Pelik bukan? Ingat, ini belum data tahun-tahun lalu atau data secara global, dan tentu saja itu belum melingkupi kasus yang tak terlapor, disembunyikan atau didiamkan.
93 persen penyintas tak laporkan pemerkosaan yang dialami: Survey https://t.co/odOKhJywCq #MulaiBicara #16daysofactivism pic.twitter.com/V8wp0lcziZ
— Magdalene (@the_magdalene) 29 November 2016
Tak terbayang bagaimana menderitanya kaum perempuan dan anak yang ada. Sebab, sekali kekerasan itu didapat maka ia akan membekas selamanya di ingatan. Ini artinya selama hidup, kekerasan yang pernah dirasakan selalu mendera, menyiksa dan terngiang terus.
Dalam Pikiran
Charles Fourier, seorang filsuf dan intelektual Prancis yang hidup pada 1772 hingga 1837 pernah menuliskan bahwa, "Perubahan jaman selalu dapat diukur dari kemajuan yang telah dicapai perempuan."
Kutipan ini menjadi sebuah contoh betapa perempuan penting diperhatikan. Namun demikian di perjalanannya, apa yang dihadapi perempuan ternyata lebih sulit.
Di Indonesia misalnya, dengan konsep agamais dan budaya patriarki yang menghegemoni di seluruh sektor tetap menjadi faktor utama awal mula kekerasan perempuan.

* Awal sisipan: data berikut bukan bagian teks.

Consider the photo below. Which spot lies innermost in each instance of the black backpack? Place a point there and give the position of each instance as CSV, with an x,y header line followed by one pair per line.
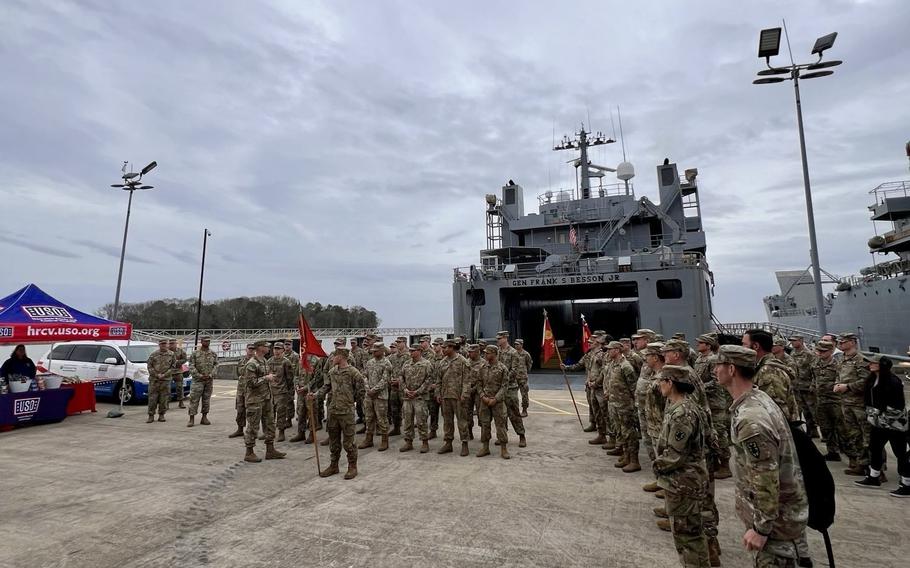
x,y
819,485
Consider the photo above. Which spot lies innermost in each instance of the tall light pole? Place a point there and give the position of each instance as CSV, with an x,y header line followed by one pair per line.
x,y
205,238
131,182
769,46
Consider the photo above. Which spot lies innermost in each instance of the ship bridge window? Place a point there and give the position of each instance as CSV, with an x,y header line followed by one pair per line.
x,y
670,289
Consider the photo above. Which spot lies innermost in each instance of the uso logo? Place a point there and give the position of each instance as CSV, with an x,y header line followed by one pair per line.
x,y
25,406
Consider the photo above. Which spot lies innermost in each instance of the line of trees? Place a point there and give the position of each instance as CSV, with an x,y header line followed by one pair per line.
x,y
265,312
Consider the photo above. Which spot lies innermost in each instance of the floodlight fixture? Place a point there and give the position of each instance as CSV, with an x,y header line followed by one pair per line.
x,y
769,42
823,43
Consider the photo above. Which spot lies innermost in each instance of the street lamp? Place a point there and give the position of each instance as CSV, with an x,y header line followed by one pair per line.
x,y
205,238
768,47
131,182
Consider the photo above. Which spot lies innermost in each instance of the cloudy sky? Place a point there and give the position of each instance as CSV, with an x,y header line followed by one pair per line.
x,y
340,151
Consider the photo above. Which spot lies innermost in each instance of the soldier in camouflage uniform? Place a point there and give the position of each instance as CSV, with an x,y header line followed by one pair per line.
x,y
805,392
414,382
770,495
282,371
160,367
680,463
239,400
492,387
509,357
259,408
851,384
619,381
203,362
524,367
377,374
345,383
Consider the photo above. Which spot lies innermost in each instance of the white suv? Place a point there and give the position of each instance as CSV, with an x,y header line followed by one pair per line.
x,y
102,362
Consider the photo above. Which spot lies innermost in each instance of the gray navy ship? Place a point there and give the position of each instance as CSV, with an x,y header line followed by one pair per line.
x,y
875,304
594,250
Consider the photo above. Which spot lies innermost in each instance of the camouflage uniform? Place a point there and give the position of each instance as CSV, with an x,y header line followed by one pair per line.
x,y
258,401
202,368
770,495
346,386
682,474
415,376
160,366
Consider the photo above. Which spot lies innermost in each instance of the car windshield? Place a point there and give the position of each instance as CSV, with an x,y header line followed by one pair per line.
x,y
139,353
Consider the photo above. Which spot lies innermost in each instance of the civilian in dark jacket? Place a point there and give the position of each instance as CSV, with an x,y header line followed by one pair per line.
x,y
884,391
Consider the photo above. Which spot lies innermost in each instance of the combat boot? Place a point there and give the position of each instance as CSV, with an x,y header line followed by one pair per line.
x,y
352,469
251,455
713,551
271,453
331,470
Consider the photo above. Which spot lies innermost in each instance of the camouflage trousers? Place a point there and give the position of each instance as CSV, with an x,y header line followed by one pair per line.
x,y
830,418
414,413
856,433
201,388
486,415
453,410
259,413
514,412
159,394
376,415
340,428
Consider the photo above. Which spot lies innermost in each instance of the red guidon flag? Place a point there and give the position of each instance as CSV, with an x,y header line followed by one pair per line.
x,y
585,334
548,345
309,345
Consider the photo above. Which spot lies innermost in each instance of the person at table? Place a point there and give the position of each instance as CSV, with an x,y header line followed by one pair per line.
x,y
18,364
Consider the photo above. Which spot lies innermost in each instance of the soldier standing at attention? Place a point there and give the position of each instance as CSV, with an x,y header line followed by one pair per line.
x,y
851,385
805,393
177,372
239,398
281,369
509,357
345,383
454,372
680,464
770,496
160,366
414,381
259,408
202,367
525,363
377,374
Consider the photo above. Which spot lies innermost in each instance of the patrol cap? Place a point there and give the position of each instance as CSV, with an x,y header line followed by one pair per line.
x,y
677,374
736,355
707,338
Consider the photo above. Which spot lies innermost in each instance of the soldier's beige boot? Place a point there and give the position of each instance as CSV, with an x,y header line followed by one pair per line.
x,y
271,453
331,470
251,455
352,469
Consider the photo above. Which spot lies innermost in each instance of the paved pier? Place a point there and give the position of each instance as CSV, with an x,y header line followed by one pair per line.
x,y
98,492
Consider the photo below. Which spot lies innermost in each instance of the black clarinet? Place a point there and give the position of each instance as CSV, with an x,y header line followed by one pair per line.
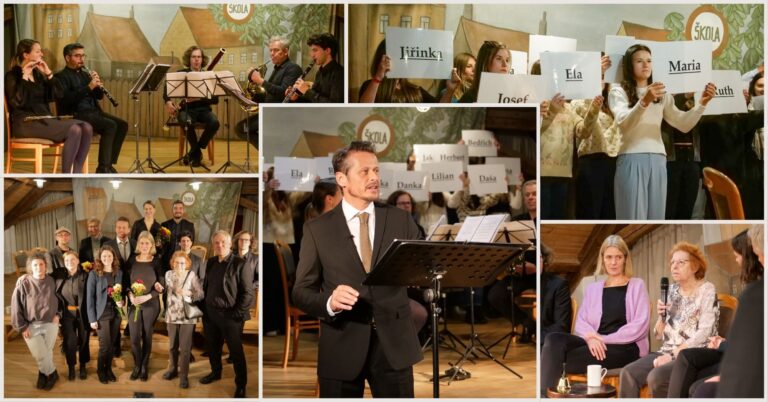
x,y
103,90
295,91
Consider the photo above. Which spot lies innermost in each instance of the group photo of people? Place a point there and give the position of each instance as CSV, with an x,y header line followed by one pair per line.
x,y
131,288
652,311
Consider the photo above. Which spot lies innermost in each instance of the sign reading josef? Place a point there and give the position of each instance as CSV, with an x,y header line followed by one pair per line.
x,y
419,53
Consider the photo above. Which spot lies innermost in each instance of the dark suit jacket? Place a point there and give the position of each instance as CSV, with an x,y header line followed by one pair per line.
x,y
85,252
329,258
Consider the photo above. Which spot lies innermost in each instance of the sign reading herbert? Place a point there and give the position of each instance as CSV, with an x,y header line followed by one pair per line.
x,y
683,66
443,176
479,142
505,88
433,153
415,183
295,174
487,179
575,75
419,53
728,97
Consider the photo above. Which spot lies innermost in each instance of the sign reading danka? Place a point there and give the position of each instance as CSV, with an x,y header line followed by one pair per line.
x,y
684,66
575,75
505,88
419,53
377,130
706,23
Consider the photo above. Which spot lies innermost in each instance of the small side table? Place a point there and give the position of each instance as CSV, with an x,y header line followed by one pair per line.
x,y
581,390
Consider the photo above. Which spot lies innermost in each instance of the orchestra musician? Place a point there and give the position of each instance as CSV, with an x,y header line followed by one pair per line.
x,y
197,110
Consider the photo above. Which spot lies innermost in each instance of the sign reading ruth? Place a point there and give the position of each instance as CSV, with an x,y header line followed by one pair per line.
x,y
419,53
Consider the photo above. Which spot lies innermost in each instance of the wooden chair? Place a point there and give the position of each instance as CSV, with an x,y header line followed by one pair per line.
x,y
725,196
295,319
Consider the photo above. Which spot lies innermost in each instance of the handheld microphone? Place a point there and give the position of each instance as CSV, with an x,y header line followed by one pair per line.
x,y
664,294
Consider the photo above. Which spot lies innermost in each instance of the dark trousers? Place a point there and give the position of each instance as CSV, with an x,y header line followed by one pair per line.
x,y
180,348
75,336
691,365
572,350
194,115
385,382
554,197
112,130
682,188
594,187
142,331
220,328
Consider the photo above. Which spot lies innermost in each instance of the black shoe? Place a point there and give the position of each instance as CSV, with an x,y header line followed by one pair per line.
x,y
170,374
135,373
211,377
51,381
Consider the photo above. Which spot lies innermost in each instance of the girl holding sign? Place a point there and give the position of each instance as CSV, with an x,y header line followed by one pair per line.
x,y
639,104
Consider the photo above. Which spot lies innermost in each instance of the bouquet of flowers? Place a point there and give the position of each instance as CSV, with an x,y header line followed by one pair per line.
x,y
138,289
116,293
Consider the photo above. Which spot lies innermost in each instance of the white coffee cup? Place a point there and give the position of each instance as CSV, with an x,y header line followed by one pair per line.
x,y
595,375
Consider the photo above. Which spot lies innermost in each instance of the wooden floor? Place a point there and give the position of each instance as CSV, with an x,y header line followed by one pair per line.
x,y
488,379
21,372
163,153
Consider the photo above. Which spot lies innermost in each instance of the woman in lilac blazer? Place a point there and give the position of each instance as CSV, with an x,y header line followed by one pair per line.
x,y
612,323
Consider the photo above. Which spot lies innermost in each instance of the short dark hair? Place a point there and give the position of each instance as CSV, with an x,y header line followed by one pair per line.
x,y
68,49
324,41
340,157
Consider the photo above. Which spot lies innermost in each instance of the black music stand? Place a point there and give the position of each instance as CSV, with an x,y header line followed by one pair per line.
x,y
148,81
435,264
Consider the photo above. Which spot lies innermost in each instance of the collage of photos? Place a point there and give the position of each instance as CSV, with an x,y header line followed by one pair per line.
x,y
363,200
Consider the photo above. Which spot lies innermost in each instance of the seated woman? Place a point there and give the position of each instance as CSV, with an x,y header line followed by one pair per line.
x,y
29,88
687,321
611,325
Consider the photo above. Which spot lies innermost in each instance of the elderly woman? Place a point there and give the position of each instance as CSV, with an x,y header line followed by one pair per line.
x,y
612,323
34,313
103,314
183,287
688,320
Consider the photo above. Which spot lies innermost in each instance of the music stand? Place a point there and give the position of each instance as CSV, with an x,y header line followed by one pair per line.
x,y
148,81
435,264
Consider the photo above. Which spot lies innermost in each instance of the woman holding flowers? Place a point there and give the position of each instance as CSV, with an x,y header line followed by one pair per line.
x,y
104,302
145,283
184,287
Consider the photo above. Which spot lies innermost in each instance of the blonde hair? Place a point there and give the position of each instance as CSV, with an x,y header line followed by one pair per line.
x,y
618,242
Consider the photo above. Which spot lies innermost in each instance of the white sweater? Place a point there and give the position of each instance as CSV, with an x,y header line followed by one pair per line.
x,y
641,126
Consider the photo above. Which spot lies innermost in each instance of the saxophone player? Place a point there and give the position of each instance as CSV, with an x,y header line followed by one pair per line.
x,y
79,96
196,110
329,80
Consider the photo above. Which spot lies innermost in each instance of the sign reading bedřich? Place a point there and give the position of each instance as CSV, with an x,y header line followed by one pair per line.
x,y
419,53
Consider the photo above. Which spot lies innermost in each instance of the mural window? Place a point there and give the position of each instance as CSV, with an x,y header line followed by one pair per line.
x,y
383,22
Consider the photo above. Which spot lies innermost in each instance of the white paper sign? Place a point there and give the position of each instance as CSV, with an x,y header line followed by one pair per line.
x,y
419,53
519,62
728,98
504,88
415,183
615,47
479,142
443,176
545,43
684,66
295,174
575,75
324,167
433,153
511,165
487,179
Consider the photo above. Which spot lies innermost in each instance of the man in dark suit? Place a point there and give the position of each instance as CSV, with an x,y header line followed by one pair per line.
x,y
367,332
89,247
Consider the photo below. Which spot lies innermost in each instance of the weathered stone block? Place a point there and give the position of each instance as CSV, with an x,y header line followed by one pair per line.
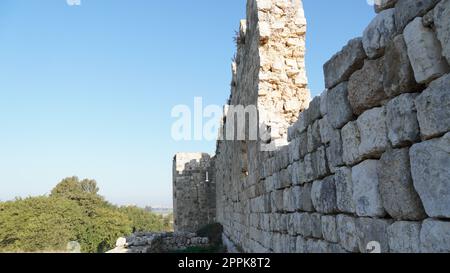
x,y
373,132
316,225
304,198
348,238
334,153
430,165
342,65
366,195
314,140
313,112
320,163
425,52
329,229
300,245
398,76
303,138
277,201
401,120
406,10
301,224
323,195
372,230
344,190
327,132
399,197
435,237
404,237
290,200
365,88
442,24
381,5
323,103
433,108
350,143
379,32
338,107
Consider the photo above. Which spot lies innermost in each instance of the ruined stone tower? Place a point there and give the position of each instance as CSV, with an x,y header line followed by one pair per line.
x,y
194,191
363,166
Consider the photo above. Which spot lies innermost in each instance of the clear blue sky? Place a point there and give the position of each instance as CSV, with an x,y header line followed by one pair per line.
x,y
88,90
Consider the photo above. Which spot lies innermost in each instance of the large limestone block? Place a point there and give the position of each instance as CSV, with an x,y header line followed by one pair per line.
x,y
342,65
433,108
430,165
334,153
372,230
399,197
381,5
323,195
366,194
406,10
373,132
304,198
329,228
435,237
379,32
301,224
404,237
344,190
316,225
350,143
338,107
314,139
347,233
365,87
424,51
398,74
401,120
442,24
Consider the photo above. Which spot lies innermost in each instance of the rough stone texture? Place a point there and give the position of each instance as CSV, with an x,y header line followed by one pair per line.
x,y
378,33
424,51
373,132
435,237
430,165
323,195
404,237
366,195
347,233
338,107
194,190
344,190
372,230
406,10
381,5
401,120
399,197
329,228
159,242
316,225
264,188
339,68
350,143
442,23
433,108
398,74
365,87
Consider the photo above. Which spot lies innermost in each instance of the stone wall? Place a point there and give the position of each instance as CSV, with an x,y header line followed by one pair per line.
x,y
194,191
367,164
148,242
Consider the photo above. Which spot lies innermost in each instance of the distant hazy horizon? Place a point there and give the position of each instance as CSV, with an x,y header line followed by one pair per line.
x,y
88,90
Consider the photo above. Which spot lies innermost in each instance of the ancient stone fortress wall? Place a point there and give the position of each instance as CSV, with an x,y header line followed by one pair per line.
x,y
367,165
194,191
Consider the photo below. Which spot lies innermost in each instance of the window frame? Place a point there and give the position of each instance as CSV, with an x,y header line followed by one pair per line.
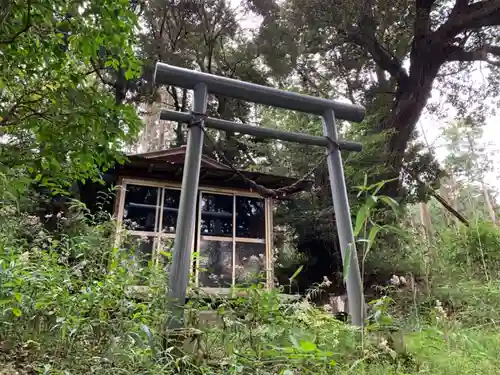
x,y
197,237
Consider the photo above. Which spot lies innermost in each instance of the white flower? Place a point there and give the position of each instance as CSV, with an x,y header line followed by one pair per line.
x,y
395,280
326,282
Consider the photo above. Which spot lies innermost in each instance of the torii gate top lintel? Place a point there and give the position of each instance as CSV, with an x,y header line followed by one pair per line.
x,y
188,79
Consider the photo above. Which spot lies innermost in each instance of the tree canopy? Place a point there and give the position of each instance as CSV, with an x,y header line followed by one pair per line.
x,y
58,122
386,55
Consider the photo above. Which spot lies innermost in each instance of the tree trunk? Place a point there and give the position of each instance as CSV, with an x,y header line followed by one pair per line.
x,y
411,100
489,205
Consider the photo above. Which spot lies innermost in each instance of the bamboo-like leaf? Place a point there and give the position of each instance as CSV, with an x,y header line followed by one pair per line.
x,y
361,217
296,273
347,261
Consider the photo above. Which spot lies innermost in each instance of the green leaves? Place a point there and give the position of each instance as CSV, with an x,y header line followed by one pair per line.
x,y
61,123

Paradigma bahwa perempuan lemah, penurut, seksi, pengasuh anak, dan lainnya telah menjadi budaya pikir yang meruntuhkan perjuangan perempuan.
Ya, seperti konsep Feminisme radikal yang ditulis Kate Millet dalam Rollin (1996), bahwa konsep patriarki memastikan bahwa laki-laki mempunyai peran maskulin dan dominan. Sementara perempuan ada di posisi subordinat atau feminin.
Ideologi itulah yang mendarahdaging di kepala laki-laki dan perempuan hingga kini. Sehingga, maklum kemudian kekerasan, penganiayaan, pemerkosaan, pembunuhan dan lain sebagainya ikut menjamur.
Apa pun itu, kekerasan terhadap perempuan dan anak, apa pun bentuknya harus dilawan. Di Indonesia, masalah ini sudah cukup pelik.
Jangan karena budaya patriarki yang mengejawantah dalam budaya, lalu masalah ini berakhir seadanya. "Jangan sederhanakan kasus kekerasan perempuan menjadi sebatas KDRT (Kekerasan dalam Rumah Tangga)" kata Ketua Komnas Perempuan Azriana Rambe Manalu.
Dan pastinya, perlawanan kekerasan terhadap perempuan ini juga perlu upaya dari laki-laki si kaum patriarki. Awal mula kekerasan itu ada di dalam pikiran.
Selama konsep patriarki itu masih mengelabut di kepala, maka jadilah kekerasan itu. Ibarat kasus perkosaan, mau ditutup serapat apa pun tubuh perempuan, jika pikirannya memang hendak memperkosa ya terjadilah.